Now, admittedly, this is a little silly, but true.
For most of my life, I have had one or two good friends.
Even though I don’t see them every day, I know they will always be with me
(since we do have some miles separating us). But do you know what I’m missing?
Friends I can actually hang out with and see on a regular basis.
Part of it is my fault, I’m sure – I’m very much a homebody,
someone who likes to make things, watch movies, and things like that. There are
many people who can do this as well as having a burgeoning group of friends.
As a kid, I suffered from social anxiety. I didn’t really
want to be around people, and thus didn’t have a whole lot of friends like
everybody else. As I grew up, I grew out of it, but I think the scars are still
there.
Does that make me weird? Probably. The funny part about all
of this is I actually really love people, I just don’t know how to meet them
and build up the great relationships it seems like everyone has but me.
A few years ago, I thought I had a lot of friends… except
these were only people I saw at the bar once a week, who never talked to me
outside of it. Now that I don’t go to the bar nearly as often, it’s like I don’t
exist. And if that’s the case, I feel okay about it. Someone told me the
difference between ‘bar friends’ and ‘real friends’ once. And until you’ve
lived it for yourself, it doesn’t make any sense. But let me tell you, there is
a marked difference between the two.
I don’t exactly know how I wound up in this place. Maybe it
was too many years of being introverted and wanting to make things more than
wanting to go out. And in a lot of ways, that’s what it feels like.

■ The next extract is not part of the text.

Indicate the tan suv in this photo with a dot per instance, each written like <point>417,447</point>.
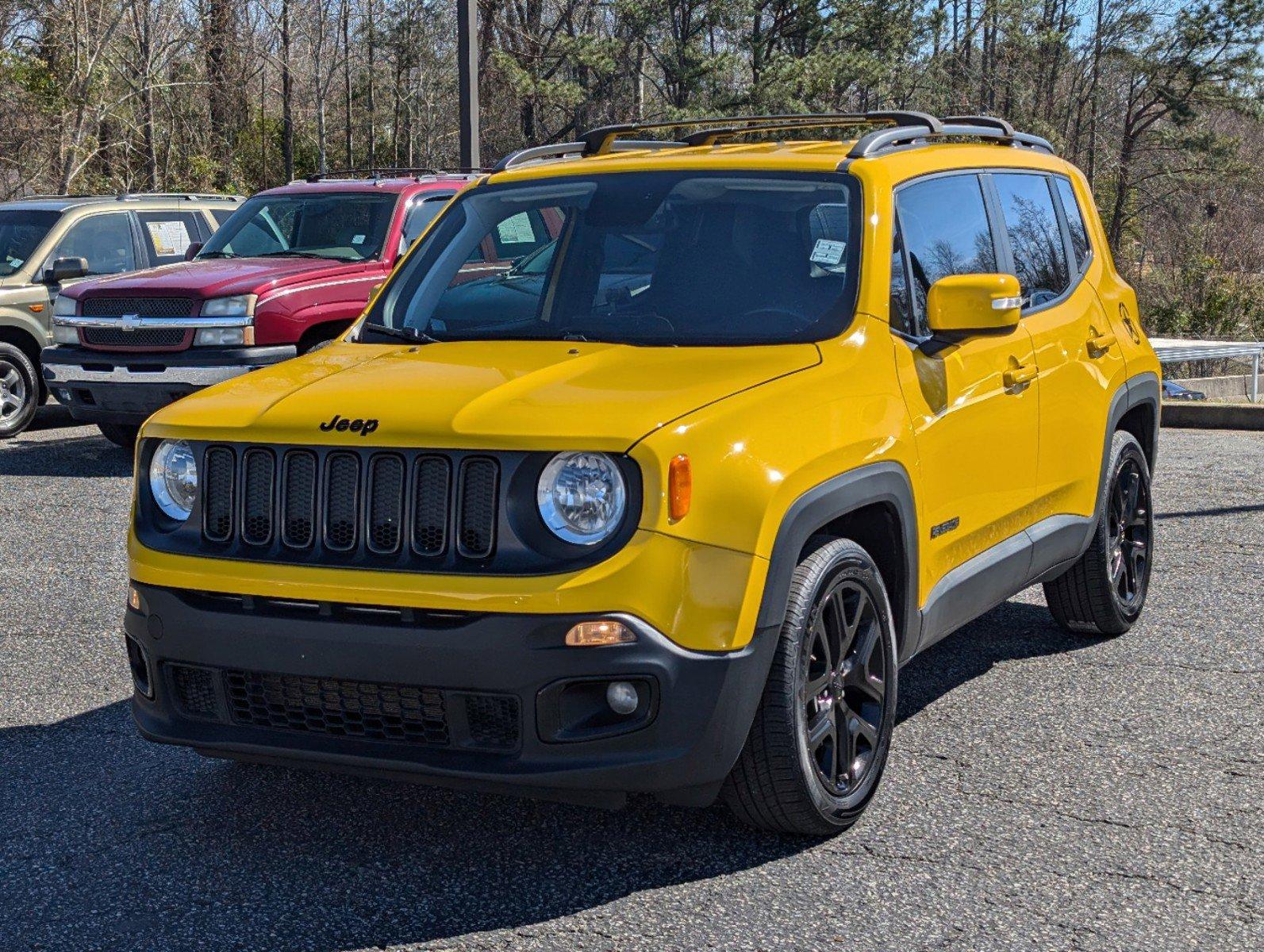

I may not have many friends, but I have a lot to be thankful
for in that I have a good job, business, family, and pets who I absolutely
love. But that’s not all I need. Of course, there are a lot of successful
people who don’t have a lot of friends but have a successful life. I think I
would fit into this group.
When most people want to get out and meet people here in
Wisconsin, they go to the bar. But where are you supposed to go when you’re
over the bar life? How do you have those magic moments with people and wind up
with lifelong friends? That’s what I’m trying to figure out.